After our fostering journey ended for the time being, it was time to focus on finding out exactly what had been plaguing me because having two children under the age of three had NOT been easy on my sick body! I had become so ill, I reluctantly had to quit my job and close a wonderful photography business I had been building for the past three years. We needed answers and we needed them soon, because I could hardly eat anything and was throwing up constantly. I was wasting away!
Then, over the next two years with the help of many gracious members of our family and friends (thank you!!!♥), Matt and I took numerous trips back and forth to Scottsdale, Arizona to visit the Mayo Clinic. There, with care from specialists in Neurology, Gastroenterology, Genetics, and other fields, they were quickly able to diagnose me with Ehlers-Danlos Syndrome, Type III, as well as a host of other neurological problems that go along with it, including POTS, gastroparesis and Autonomic Neuropathy. At this point, Matt and I had just started to make candles as a hobby, and we made our first signature scent, Angel, for the doctors at the Mayo clinic to thank them for their kind and tenacious care. What a HUGE blessing to finally have answers! They truly are the salt of the earth!
So…Ehlers-Danlos Syndrome, huh? EDS is a rare genetic connective tissue disorder that affects around every 1 in 5000 people born. Put simply, connective tissue is the figurative “glue” that holds everything in your body together. EDS is a genetic defect that causes the affected body to make damaged and loose connective tissue that can’t support tissue, nerves, bones, organs, etc. properly. It alters every square inch of my body; a beautiful, extraordinary, lovely few days of the month I hardly notice, and some days I feel like I’ve been hit by a linebacker.

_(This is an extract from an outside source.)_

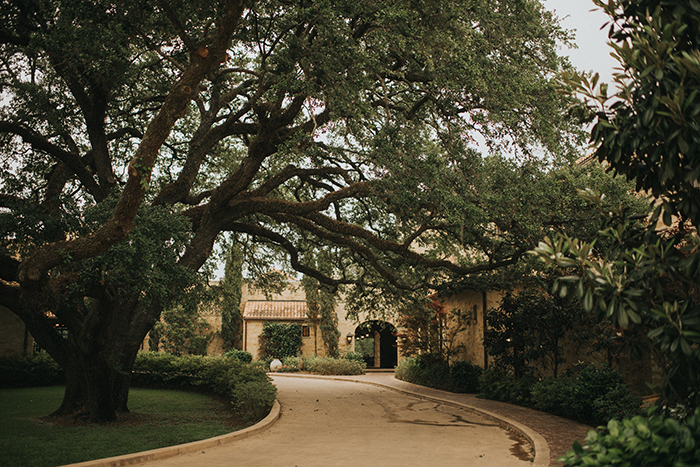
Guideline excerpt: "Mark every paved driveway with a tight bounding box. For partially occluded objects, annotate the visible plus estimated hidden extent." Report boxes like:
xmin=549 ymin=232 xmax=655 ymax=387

But most days I live on the spectrum in between...
After two years of non-stop doctor appointments, traveling to specialists, and insane treatments, I finally realized, this is it. I am going to be some level of sick for the rest of my life. Period. I needed to find a job, no, a career, that would allow for me to live the healthiest life I can with EDS. And it sure would be a plus if Matt could be by my side, as much as he can! I stinkin' ♥ that guy!! But, I didn’t want to do just anything…I wanted to do something creative! Something I loved as much as photography! During the past two years, Matt and I had been falling in love with making our signature soy candles at The Dainty Blossom Candle Co….. So why not? If you love it and it makes you happy, go for it!
So we did! And that is how The Dainty Blossom Co. was born. Life gave us soy beans, and we make candles! Boom! Life gave us rocks and we make jewelry! Bam! Life gave us EDS…and we…oh you get the point!
My karmic illness, unfortunately by proxy, Matt’s too, is Ehlers-Danlos Syndrome. But our lesson is: -Live an Authentic Life- Choose to live a life that makes you happy, every single day. Matt and I look forward every day to what life brings us! We sincerely hope, through The Dainty Blossom Co., we can help others reach their full potential, spend precious time with our friends and family, be charitable in our community, and meet amazing new people along the way! We are so blessed to have the opportunity to take this amazing journey! Thank you for taking it with us!!!